If Edgar Wright is acclaimed for his masterly use of music in films, no scene better illustrates that talent than the use of Queen’s “Don’t Stop Me Now” in The Winchester. Locked inside the pub with hordes of hungry zombies pawing at the windows, Shaun and his gang have to fight an enemy from within when John the barman becomes infected.

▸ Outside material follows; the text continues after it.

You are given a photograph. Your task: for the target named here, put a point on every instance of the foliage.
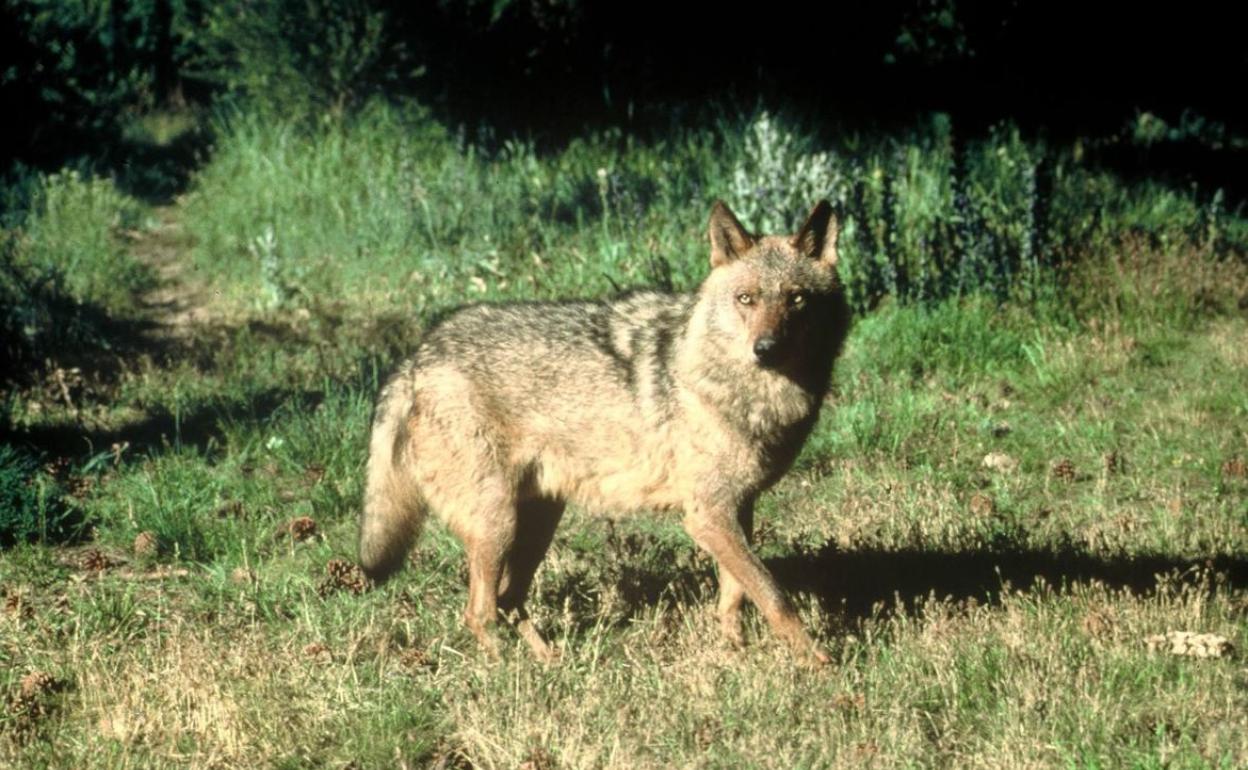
(31, 503)
(308, 59)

With no obvious weapons to use, Shawn tosses pool cues to Liz and Ed and the trio spring into a perfectly choreographed ballet of beauty and brute force, pounding John to the beat of Queen. While the scene was written with Queen’s song in mind, it was never clear that the production could afford such an A-list song. The filmmakers even had an alternative, Boney M.’s "Rasputin," ready to go. But luckily Brian May and the other members of Queen agreed to a discounted rate, and the classic scene was created. Beyond the impeccable synchronization of song beat to beat down, the song's refrain, “Don’t Stop Me,” takes on an exquisite ambiguity in that it could refer to either Shaun and his friends' determination or the unrelenting drive of the zombies.